Angle 3 — "The single point of failure isn't always you" (Round 2 — NEW) · LI + FB + IG

Brand: Advisory OS · Audience: practice owners, solo through small firm Mode: aspirational / top-of-funnel. No keyword, no link, no hashtags, no first comment. POV: The single point of failure might be a key person, not you — the one who holds the relationships / knows why the process works. The exposure is that the knowledge lives in a person, not the business. The fix isn't more headcount; it's capturing what that person knows into a system, so the business isn't hostage to one person. Round 2 — why: replaces the old "grow up / business is your baby" angle, which was (a) too close to Callan/Lex's source email and (b) just the flagship once de-metaphored. Pivoted to Kathryn's 6/17 insight: the single point of failure can be a key employee. Distinct protagonist, distinct pain, same systems fix.

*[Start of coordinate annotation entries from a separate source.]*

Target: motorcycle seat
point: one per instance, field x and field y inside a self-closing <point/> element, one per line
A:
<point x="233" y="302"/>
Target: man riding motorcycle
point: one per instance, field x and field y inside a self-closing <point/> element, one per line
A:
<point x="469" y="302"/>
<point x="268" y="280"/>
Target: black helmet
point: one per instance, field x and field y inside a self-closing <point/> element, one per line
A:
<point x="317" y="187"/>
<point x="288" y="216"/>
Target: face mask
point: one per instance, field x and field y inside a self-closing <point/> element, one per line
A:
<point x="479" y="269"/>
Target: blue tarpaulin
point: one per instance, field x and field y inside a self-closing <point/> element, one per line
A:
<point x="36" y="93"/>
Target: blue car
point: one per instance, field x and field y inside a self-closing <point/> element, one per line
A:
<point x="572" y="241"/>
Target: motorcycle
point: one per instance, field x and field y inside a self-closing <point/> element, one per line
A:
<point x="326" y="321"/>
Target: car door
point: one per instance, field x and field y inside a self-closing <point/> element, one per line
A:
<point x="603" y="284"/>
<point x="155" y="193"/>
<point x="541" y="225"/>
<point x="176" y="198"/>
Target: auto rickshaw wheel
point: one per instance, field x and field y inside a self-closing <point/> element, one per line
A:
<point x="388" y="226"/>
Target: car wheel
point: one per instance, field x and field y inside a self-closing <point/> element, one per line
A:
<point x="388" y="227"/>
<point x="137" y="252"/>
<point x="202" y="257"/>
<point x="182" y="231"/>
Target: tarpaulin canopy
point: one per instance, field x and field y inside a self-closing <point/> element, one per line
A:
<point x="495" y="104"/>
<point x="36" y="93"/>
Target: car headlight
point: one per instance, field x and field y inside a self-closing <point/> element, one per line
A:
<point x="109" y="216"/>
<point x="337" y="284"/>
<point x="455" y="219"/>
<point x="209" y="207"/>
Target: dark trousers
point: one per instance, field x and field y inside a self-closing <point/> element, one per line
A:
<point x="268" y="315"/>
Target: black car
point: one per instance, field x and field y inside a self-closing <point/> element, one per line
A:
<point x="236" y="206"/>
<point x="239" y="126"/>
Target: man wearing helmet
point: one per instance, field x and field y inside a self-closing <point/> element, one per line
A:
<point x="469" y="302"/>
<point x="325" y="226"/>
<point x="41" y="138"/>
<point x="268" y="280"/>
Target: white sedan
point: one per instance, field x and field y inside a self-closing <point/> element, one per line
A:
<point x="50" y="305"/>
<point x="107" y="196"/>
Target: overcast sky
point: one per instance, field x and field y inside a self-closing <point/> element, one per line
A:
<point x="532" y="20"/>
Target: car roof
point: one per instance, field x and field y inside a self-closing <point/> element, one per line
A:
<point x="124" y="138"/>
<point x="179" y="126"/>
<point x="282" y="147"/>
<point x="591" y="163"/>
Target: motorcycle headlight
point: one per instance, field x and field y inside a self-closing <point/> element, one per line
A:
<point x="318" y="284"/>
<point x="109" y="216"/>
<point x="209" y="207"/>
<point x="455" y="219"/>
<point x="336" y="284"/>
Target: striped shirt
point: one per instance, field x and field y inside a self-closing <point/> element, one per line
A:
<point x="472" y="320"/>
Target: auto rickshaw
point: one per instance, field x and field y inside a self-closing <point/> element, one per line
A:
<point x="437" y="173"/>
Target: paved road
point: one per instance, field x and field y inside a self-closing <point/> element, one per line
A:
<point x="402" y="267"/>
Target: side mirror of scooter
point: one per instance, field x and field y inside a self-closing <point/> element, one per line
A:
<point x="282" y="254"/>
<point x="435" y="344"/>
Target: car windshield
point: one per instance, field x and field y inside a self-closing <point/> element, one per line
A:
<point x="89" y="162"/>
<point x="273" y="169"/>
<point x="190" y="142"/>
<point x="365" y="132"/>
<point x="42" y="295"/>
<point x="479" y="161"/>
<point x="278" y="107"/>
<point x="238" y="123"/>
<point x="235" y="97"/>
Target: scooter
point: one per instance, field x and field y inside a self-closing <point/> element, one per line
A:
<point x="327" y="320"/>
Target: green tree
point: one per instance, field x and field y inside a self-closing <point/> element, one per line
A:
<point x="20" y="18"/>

Status: new draft 6/17 — awaiting Kathryn's markup in the card.


LinkedIn

One of your people gives their notice.
And your first real thought is the cold one: nobody else knows how that actually works.

Every business has at least one of these.
The person who holds the client relationships.
The one who knows why the process is built the way it is.
And there's always the two-week vacation that makes the whole team a little nervous.

The real exposure is where that knowledge lives: in a person, not in the business.

The old answer was redundancy by headcount.
Hire a second person who can do it too, then a third, and hope it spreads before anyone leaves.

There's a cleaner answer now.
You take what that one person knows — the judgment, the steps, the way they handle the edge cases — and build it into a system the whole team can run.

You keep your people.
You just stop being hostage to any one of them.

The goal is to stop being one resignation away from a problem.

Facebook

One of your people gives their notice.
And your first real thought is the cold one: nobody else knows how that actually works.

Every business has at least one of these.
The person who holds the client relationships.
The one who knows why the process is built the way it is.
And there's always the two-week vacation that makes the whole team a little nervous.

The real exposure is where that knowledge lives: in a person, not in the business.

The old answer was redundancy by headcount.
Hire a second person who can do it too, then a third, and hope it spreads before anyone leaves.

There's a cleaner answer now.
You take what that one person knows — the judgment, the steps, the way they handle the edge cases — and build it into a system the whole team can run.

You keep your people.
You just stop being hostage to any one of them.

The goal is to stop being one resignation away from a problem.

Instagram

One of your people gives notice.
And your first real thought is the cold one: nobody else knows how that actually works.

Every business has at least one.
The person who holds the client relationships.
The one who knows why the process is built the way it is.

The real exposure is where that knowledge lives: in a person, not in the business.

The old answer was headcount — hire a backup, then another, and hope it spreads before anyone leaves.

There's a cleaner answer now.
You take what that one person knows — the judgment, the steps, the edge cases — and build it into a system the whole team can run.

You keep your people.
You just stop being hostage to any one of them.

The goal is to stop being one resignation away from a problem.

Image direction: AOS dark card. Stand-alone hero "Nobody else knows how that works." (gold accent), eyebrow SINGLE POINT OF FAILURE, no support line.